Mid-twentieth century phone use can seem primitive to people who have always had telecommunication mobility. Except for being able to speak directly to someone, the mobile phone of today and the phone of my youth have little in common.
The telephone, a heavy hunk of technology, was usually a boxy black unit with a clear Lucite dial on the front. There was no voicemail, no texting, no caller ID, no call forwarding. Only a couple of years before, there had been no dial.

In the households I knew, the phone was centrally located – usually on the wall in the kitchen. In our home, however, the construction workers who had built the house 30 years before had created a shallow grotto in the wall between the kitchen and the dining room. In that shrine-like nook sat our (in my teenage mind) sacred telephone.
On the day in question, I was home alone in my upstairs bedroom. I had just turned seventeen and things seemed to be going pretty well for the moment – there was a boy who had asked me out. He was from a larger town about half an hour away. (I hadn’t dated any local boys, presumably because they knew me too well.) Anyway, I was feeling good and that was remarkable.
The phone rang.

I remember bouncing as I hopped down the stairs – a joyful celebration of embodiment as I felt each step to be a mini-flight until I reached the last step and slammed the top of my head with all the force of my entire body weight into the door’s crossbeam.
That much I remember.
I came to when my parents arrived home – no idea how long I’d been out; certainly no idea who had called.
The unraveling of my inner life accelerated, but I clung to “normalcy” trying to keep my chaotic emotions and visual processing problems from being evident at school. I had to drop out of AP English because I couldn’t keep up with the reading. My relationship with my mother became fraught and I spent as much time as I could at the school, immersed in extracurricular activities.
I tried to stay in theater, something I had always enjoyed, and was cast as a lead in a high school play. Under the Sycamore Tree – a play about ants gaining consciousness. I was the queen ant. I knew my lines – or thought I did. While I delivered my soliloquy, center stage, in front of a full auditorium, the stuff of nightmares happened. My brain stopped cold in mid-sentence – abandoning me. I had no idea what I had been saying – what I was supposed to talk about. The character I thought I inhabited dissolved, and I stood there, stammering that I didn’t know what to say. Because of my difficulty with auditory processing, I received no comprehensible clue from the prompter hidden by the curtain behind me. I stumbled through the rest of the play but that was the end of my acting career.

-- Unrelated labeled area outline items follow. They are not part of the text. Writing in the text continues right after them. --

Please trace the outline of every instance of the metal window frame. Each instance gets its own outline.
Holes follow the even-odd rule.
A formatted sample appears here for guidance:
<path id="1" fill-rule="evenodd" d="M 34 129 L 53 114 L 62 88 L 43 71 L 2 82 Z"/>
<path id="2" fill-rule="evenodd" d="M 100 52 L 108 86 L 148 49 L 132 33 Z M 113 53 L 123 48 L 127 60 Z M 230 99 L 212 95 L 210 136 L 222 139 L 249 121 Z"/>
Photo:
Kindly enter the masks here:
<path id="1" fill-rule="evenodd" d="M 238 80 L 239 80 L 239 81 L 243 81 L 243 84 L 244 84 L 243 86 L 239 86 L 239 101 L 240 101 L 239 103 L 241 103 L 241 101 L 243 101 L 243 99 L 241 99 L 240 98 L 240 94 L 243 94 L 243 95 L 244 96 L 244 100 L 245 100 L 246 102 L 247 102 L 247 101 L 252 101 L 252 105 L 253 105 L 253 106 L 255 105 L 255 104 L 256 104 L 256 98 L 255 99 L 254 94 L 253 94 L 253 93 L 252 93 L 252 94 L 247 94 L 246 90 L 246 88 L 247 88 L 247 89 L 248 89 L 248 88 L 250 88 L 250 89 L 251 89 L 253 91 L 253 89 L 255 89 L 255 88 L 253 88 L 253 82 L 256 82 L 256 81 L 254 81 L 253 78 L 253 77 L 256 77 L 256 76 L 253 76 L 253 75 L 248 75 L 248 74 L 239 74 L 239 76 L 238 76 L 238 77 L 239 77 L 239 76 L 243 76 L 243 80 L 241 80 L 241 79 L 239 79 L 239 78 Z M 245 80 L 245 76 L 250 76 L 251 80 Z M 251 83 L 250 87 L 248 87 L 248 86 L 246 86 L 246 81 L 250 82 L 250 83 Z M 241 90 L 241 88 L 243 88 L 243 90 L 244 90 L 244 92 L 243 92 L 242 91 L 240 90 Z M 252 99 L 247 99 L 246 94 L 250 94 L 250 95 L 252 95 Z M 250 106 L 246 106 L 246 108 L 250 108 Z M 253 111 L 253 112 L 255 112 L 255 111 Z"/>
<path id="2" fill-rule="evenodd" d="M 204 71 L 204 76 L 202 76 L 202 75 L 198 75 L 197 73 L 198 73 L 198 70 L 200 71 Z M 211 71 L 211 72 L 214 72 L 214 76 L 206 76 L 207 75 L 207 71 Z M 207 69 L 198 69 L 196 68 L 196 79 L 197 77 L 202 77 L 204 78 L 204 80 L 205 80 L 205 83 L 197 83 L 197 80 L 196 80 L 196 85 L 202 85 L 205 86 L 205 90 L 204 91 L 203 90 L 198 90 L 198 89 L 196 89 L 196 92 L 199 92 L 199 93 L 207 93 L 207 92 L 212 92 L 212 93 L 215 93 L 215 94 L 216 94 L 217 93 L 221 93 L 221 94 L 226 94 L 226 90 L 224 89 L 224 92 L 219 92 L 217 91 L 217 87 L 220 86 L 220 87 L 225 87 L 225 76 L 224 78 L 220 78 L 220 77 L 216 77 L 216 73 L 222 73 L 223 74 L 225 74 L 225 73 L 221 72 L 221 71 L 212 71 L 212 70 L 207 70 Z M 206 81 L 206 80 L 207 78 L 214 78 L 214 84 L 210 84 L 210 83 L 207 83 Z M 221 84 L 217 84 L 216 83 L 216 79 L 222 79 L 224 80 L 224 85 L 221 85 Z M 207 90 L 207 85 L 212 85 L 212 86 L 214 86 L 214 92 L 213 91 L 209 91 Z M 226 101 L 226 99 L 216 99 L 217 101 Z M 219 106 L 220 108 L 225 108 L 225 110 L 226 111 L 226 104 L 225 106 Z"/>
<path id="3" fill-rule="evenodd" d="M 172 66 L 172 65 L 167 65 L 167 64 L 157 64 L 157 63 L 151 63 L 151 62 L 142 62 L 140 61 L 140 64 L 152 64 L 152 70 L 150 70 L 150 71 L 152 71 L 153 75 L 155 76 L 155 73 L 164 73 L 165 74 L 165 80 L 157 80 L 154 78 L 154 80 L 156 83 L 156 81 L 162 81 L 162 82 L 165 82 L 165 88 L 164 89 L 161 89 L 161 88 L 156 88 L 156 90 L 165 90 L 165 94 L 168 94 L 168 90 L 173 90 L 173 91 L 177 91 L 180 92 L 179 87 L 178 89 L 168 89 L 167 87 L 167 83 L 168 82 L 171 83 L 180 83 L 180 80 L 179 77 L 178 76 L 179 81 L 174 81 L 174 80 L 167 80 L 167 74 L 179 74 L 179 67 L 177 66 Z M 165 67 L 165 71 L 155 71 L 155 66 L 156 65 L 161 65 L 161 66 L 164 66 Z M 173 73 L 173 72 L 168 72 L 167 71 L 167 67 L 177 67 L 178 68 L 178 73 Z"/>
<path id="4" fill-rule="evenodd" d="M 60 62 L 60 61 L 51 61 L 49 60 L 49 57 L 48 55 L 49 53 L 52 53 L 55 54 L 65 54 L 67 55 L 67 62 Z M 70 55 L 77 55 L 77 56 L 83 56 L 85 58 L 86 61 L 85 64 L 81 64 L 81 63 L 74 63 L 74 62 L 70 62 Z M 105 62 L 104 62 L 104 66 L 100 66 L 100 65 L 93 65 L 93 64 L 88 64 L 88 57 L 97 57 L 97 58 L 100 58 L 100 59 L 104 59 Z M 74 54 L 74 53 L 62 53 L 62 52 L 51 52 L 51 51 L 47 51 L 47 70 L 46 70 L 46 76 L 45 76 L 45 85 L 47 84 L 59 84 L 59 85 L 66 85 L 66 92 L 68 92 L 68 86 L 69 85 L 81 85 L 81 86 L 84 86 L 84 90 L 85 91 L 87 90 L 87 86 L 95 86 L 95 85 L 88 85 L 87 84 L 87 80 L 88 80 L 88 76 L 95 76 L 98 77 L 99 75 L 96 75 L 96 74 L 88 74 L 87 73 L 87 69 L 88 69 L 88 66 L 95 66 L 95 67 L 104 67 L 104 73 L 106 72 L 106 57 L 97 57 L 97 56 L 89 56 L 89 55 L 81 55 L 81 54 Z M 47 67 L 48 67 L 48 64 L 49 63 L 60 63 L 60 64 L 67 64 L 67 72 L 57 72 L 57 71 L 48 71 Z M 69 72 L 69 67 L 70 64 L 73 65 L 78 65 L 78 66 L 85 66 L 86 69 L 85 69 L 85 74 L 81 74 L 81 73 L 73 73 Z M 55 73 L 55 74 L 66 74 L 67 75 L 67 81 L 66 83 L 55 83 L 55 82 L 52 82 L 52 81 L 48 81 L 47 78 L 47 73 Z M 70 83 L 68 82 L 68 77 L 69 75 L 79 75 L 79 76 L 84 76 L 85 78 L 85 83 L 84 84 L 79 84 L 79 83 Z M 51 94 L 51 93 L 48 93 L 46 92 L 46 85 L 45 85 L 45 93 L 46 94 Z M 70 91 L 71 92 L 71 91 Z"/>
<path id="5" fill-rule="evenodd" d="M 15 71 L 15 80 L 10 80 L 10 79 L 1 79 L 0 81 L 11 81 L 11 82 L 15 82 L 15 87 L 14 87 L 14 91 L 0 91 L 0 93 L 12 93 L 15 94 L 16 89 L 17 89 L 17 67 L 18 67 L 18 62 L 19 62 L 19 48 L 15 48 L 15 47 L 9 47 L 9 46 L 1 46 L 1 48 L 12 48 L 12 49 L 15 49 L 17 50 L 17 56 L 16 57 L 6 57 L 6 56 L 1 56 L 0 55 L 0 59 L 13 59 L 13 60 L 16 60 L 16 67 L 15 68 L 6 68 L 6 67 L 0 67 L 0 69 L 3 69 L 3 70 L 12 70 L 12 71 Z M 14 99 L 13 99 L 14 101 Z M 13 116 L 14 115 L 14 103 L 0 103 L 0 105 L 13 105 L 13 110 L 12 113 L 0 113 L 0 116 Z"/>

Visual processing became profoundly difficult (see my last post) and I started experiencing unnerving moments that can be characterized only as “out of body”. I remember more than one situation, generally when I felt threatened or didn’t trust someone, when I suddenly “exited” and hovered above myself, watching – wondering what was happening to me, but feeling an eerie safety – unreachable. I observed from a distance while the embodied version of myself navigated encounters with others.
Despite my reading issues, I searched for books that would help me understand what might be happening, but nothing I found described my experience in a way I could relate to. It wasn’t until years later when attending a talk on transpersonal experiences presented by Stephen Larsen, PhD that I learned it is not uncommon for people who go through such out-of-body experiences to have had brain injuries, particularly on the top of the head.
That I survived those episodes and haven’t had a similar event in several decades speaks to the ability of the neurological system to heal. I attribute my initial turn toward healing to several fortuitous circumstances and just plain dumb luck. As I have stated before, I had no idea any of my experiences were attributable to brain injuries until years after the fact.
If I can overcome what I thought were impossible situations, there’s hope for others. Please, don’t give up.